Dr. Dutro’s broad mission, like ours in the Addressing Injustices project, is to invite the full range of human experience and expression into the classroom as resources for learning and literacies. A handful of us on the AI team were fortunate to spend an evening with Dr. Dutro as part of the Toronto Writing Project’s TWP Speaks! lecture series back in October.

I (Ty) also had the privilege of interviewing Dr. Dutro for TWP’s teaching writers speak podcast. Her words have helped us clarify our own commitments and better articulate how we bring life to writing as a crucial component of our own pedagogy.

Dutro calls upon us teachers and researchers to carefully attune to the way trauma circulates in our classrooms—and not as a constraint to be managed, but as a context for learning in relation with others. Trauma has certainly animated our work over the years with youth and teachers, both as an explicit topic of inquiry and as an undercurrent shaping our interactions as readers, writers, artists, and researchers. Together we have encountered collective horrors like the Holocaust through our reading of Maus; we have witnessed scenes of domestic and racial violence in books like Eleanor & Park and The Hate U Give; we have shared stories of our own difficult and sometimes traumatic experiences. Powerful creative projects, moving films, and rich research papers and presentations have all emerged from these challenging spaces.

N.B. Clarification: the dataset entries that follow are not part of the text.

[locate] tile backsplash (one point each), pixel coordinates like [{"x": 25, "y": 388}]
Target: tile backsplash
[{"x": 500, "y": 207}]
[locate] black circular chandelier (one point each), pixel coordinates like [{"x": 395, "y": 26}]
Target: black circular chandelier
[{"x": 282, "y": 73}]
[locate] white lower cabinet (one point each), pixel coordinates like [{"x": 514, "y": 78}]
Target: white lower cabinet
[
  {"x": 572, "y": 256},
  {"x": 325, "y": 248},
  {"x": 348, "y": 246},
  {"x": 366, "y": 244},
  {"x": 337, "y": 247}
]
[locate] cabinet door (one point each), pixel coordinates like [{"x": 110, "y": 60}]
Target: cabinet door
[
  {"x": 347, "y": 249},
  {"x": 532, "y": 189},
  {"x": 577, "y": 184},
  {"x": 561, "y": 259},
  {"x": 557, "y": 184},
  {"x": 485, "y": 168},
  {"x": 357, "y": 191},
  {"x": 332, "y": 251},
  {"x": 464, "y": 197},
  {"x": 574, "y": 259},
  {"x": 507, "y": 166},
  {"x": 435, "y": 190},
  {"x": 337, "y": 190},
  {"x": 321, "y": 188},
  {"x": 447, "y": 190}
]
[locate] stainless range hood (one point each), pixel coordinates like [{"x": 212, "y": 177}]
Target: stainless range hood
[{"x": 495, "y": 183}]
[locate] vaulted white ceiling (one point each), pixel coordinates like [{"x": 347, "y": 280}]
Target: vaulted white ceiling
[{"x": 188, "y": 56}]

Reminding us that “trauma is [both] carried into institutions and inflicted by institutions,” Dr. Dutro emphasizes that vulnerability can only ever be invited, never required, and that we educators need to model and reciprocate vulnerability as we reach towards a more human and humane schooling experience. We have attempted to accomplish this in our work by inviting teachers to read, write, discuss, and make art alongside students. Check-ins and sharing circles have been routine parts of our practice, too—dialogic processes that all of us participate in equally. These strategies, like the ones Dutro shares in her book and in her talks, are continual works in progress. While we may never narrow down a single strategy for containing the breadth and depth of human experience in our literacy classes, we can attempt to create spaces where each of us is reminded that our experiences not only matter, but that the classroom doesn’t come to life without them.